Likewise, God has given His Church the command to go forth, occupy in his name and conquer the nations. "All authority in heaven and on earth has been given to me. Therefore go and make disciples of all nations, baptizing them in the name of the Father and of the Son and of the Holy Spirit, and teaching them to obey everything I have commanded you. And surely I am with you always, to the very end of the age."

God does not leave His people without power. His Word, sharper than a two-edged sword, is empowered by His Spirit and given to His Church. Our theology must be one that resists evil rather than accommodates it.

Rather than wallowing in self-pity, a particularly dangerous temptation, we must pray for faith: "And why do you worry about clothes? See how the lilies of the field grow. They do not labor or spin. Yet I tell you that not even Solomon in all his splendor was dressed like one of these. If that is how God clothes the grass of the field, which is here today and tomorrow is thrown into the fire, will he not much more clothe you, O you of little faith? So do not worry, saying, 'What shall we eat?' or 'What shall we drink?' or 'What shall we wear?' For the pagans run after all these things, and your heavenly Father knows that you need them. But seek first his kingdom and his righteousness, and all these things will be given to you as well."

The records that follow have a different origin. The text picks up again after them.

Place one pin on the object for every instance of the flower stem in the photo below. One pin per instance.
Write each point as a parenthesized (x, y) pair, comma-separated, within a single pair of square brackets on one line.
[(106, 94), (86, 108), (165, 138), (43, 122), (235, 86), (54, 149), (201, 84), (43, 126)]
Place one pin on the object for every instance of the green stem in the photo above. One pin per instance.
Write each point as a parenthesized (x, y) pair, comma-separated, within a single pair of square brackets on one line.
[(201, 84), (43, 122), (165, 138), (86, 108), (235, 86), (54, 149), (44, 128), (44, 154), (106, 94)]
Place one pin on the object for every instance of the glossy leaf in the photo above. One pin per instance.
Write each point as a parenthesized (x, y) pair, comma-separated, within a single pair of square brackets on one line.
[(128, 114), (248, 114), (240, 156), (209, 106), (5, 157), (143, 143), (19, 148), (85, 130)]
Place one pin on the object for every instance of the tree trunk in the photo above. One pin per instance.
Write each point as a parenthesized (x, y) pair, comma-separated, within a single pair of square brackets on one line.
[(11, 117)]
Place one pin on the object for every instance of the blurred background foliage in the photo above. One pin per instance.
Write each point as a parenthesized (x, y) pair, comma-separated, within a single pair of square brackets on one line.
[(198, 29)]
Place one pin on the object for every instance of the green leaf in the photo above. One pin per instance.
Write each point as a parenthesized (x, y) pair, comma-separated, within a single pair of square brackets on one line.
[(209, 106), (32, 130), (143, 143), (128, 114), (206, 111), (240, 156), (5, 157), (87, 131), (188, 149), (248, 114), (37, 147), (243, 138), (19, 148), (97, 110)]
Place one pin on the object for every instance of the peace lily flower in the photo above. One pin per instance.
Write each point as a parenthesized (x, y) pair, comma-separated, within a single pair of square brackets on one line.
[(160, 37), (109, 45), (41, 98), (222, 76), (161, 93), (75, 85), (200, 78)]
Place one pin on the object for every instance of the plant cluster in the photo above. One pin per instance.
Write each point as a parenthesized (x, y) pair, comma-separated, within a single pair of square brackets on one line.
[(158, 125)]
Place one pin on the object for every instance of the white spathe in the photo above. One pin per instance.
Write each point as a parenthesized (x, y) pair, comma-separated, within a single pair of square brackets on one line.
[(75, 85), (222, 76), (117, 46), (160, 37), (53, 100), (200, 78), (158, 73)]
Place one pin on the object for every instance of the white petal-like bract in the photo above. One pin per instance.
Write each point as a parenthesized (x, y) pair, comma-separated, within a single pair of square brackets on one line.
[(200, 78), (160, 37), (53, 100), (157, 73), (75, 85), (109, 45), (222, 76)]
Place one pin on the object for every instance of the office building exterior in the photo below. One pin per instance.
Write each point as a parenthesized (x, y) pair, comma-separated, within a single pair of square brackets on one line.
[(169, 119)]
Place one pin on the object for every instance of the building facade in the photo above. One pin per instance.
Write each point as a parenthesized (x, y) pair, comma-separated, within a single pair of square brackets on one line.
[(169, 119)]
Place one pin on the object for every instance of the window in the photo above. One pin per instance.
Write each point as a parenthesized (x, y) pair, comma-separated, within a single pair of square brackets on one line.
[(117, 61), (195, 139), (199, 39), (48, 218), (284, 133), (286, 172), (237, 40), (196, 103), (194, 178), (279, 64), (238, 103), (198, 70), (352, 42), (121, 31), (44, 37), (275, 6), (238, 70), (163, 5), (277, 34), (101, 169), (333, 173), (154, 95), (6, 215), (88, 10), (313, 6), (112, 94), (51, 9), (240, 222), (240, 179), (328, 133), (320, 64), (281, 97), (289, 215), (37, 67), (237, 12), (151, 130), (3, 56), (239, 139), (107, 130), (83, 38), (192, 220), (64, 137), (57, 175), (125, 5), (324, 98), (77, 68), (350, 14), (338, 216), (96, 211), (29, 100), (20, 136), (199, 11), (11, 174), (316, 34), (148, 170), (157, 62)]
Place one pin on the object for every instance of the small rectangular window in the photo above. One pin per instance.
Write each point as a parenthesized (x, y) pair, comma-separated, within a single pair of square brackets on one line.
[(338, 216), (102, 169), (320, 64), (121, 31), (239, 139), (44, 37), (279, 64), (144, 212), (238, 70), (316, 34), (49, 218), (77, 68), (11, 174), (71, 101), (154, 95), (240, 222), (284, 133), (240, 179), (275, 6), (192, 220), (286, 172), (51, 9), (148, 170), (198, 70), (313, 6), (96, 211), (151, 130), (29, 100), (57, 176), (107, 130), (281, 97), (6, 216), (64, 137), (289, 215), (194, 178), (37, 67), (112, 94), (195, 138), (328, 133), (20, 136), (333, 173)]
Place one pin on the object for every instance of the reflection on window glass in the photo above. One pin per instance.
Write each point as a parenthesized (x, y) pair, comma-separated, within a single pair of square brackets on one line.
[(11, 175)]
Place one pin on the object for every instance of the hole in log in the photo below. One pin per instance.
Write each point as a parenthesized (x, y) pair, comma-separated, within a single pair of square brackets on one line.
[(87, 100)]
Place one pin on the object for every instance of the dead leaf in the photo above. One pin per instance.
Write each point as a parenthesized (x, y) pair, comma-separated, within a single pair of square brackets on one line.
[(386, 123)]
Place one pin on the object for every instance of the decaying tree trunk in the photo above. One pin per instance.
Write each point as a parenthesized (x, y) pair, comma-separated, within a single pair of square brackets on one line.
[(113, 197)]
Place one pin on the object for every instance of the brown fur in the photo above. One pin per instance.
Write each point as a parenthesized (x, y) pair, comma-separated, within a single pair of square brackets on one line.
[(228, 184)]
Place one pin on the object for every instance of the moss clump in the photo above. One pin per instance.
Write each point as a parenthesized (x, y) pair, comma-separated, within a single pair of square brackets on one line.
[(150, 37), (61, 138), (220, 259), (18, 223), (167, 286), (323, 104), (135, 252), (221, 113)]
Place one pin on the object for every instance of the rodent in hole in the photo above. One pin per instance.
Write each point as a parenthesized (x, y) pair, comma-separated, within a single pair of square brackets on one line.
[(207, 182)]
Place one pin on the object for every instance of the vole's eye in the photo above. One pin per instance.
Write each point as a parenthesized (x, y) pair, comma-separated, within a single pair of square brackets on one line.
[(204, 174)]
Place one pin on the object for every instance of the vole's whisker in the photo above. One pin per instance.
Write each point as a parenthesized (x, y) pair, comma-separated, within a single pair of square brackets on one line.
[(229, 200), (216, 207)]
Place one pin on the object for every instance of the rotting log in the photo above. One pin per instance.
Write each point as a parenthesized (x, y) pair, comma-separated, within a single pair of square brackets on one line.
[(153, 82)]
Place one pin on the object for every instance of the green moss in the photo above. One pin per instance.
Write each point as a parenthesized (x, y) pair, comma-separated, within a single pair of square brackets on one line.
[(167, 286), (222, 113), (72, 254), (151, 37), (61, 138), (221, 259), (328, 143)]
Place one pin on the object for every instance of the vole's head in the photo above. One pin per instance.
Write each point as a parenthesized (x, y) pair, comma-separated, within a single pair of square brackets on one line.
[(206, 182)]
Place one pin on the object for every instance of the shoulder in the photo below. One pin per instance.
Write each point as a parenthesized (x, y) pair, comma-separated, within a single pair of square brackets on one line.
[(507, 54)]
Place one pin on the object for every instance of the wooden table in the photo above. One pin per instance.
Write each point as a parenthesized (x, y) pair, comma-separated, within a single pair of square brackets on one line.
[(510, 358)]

Ultimately, our faith must rest in our Sovereign Lord, for He shall deliver a victory for His people, through His Son who rules and reigns from the right hand of the Father. "I have installed my King on Zion, my holy hill. I will proclaim the decree of the LORD : He said to me, "You are my Son; today I have become your Father. Ask of me, and I will make the nations your inheritance, the ends of the earth your possession. You will rule them with an iron scepter; you will dash them to pieces like pottery."